6 Memabukkan Tradisional yang Bermanfaat Bagi Tubuh
1. Bandrek



Beralkohol pertama yang terkenal khasiatnya yakni minuman asal Sunda satu ini adalah bandrek.

Bandrek ini telah tidak asing di kalangan pecinta kuliner tradisional. Bandrek memang identik sebagai minuman penghangat badan.

Berasal dari kota Bandung yang identik dengan cuaca teduh membuat bandrek memang sangat pas untuk dinikmati saat dingin.

Bandrek dapat hangat sebab terbuat dari beraneka rempah seperti jahe, cengkeh, pala, lada hitam, dan gula aren.

Kecuali bisa menghangatkan tubuh, bandrek juga dipercaya dapat meringankan sakit tenggorokan, batuk dan sebagainya.

Baca Juga : Jarang dikenal! Inilah 9 Manfaat Temulawak Untuk Kesehatan

2. Bajigur


Selanjutnya, masih berasal dari tanah sunda, ada minuman bernama bajigur. Beralkohol ini terbuat dari campuran gula aren, santan, jahe, dan bubuk vanili.

Dari segi rasa, bajigur ini mempunyai rasa manis dan gurih, dan sedikit pedas dari rempah. Beralkohol tradisional umum dikonsumsi dengan ubi rebus, singkong, kacang rebus, dan sebagainya.

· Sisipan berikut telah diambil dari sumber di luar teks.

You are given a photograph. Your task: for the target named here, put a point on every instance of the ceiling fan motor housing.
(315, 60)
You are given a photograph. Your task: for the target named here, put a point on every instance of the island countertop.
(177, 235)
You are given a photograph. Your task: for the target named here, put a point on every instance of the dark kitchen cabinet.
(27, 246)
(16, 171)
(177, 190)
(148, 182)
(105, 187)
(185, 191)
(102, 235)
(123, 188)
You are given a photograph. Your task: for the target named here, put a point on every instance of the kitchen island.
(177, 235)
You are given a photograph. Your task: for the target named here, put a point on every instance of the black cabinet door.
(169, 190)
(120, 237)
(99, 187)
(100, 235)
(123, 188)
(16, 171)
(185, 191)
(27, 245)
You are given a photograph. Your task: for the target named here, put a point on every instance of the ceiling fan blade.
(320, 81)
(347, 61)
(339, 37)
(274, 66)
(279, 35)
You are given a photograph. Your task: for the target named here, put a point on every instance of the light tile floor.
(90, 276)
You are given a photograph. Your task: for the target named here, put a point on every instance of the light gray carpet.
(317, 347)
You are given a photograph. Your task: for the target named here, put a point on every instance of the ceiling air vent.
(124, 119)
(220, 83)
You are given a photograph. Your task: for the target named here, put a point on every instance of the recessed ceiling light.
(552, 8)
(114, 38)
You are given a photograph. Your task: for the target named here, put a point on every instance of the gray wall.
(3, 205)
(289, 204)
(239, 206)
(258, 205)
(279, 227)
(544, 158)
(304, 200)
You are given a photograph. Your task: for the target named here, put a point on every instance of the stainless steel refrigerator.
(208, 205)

Lazimnya, bajigur dijajakan di pedagang kaki lima. Tetapi, seiring dengan perkembangan jaman bajigur hadir dalam wujud kemasan untuk memudahkan Anda menikmatinya di mana saja. Sebab penikmatnya tak cuma dari Bandung, namun hingga ke negara tetangga Malaysia!

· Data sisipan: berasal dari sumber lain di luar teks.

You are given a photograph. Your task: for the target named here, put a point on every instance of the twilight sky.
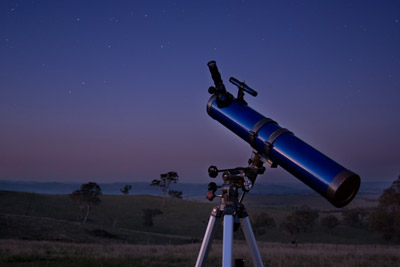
(117, 90)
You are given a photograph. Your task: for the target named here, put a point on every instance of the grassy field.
(46, 230)
(44, 253)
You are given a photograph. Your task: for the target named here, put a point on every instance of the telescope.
(279, 146)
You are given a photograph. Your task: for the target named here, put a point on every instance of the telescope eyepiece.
(242, 86)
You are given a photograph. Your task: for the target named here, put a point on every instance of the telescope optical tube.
(281, 147)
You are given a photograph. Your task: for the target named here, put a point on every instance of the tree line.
(88, 196)
(385, 218)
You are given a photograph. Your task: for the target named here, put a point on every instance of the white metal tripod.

Istimewanya lagi, di balik ketradisionalan minuman ini, ada khasiat yang bagus untuk tubuh merupakan bisa meredakan sakit perut dan demam.

3. Sekoteng


Selanjutnya ada minuman yang berasal dari Jawa Tengah yang adalah penyesuaian diri dari kebiasaan Cina dan Jawa. Apakah itu? Rupanya minuman tradisional itu adalah sekoteng.

Kata sekoteng berasal dari bahasa Hokkian, yaitu si guo tang artinya sup empat buah-buahan. Buah di sini merupakan buah kering seperti Kacang amandeh, biji teratai, buah jail, dan kelengkeng.

Di China, minuman ini pun sudah ada sejak masa Dinasti Qin (221 SM-206 SM), karena familiar akan khasiat dari keempat buahnya.

Sedangkan di Indonesia, sekoteng berisi kacang hijau, kacang tanah, potongan roti, dan pacar cina yang dihidangkan dengan kuah jahe panas. Anda akan bisa menemukan pedangang sekoteng dari sore ke malam hari.

Sekoteng ini bermanfaat untuk menghangatkan tubuh saat mengisi perut. Rasa hangat ini berasal dari rebusan jahe dan gula merah.

selain menghangatkan tubuh, rupanya sekoteng banyak manfaatnya. Manfaatnya antara lain seperti mengurangi pusing dan nyeri menstruasi, mencegah morning sickness (mual dan muntah), mencegah osteoporosis, dan menurunkan kolesterol.

4. Wedang Ronde


Selanjutnya, ada minuman tradisional yang masih berasal dari China yakni wedang ronde, lebih tempatnya dari tempat Tangyuan.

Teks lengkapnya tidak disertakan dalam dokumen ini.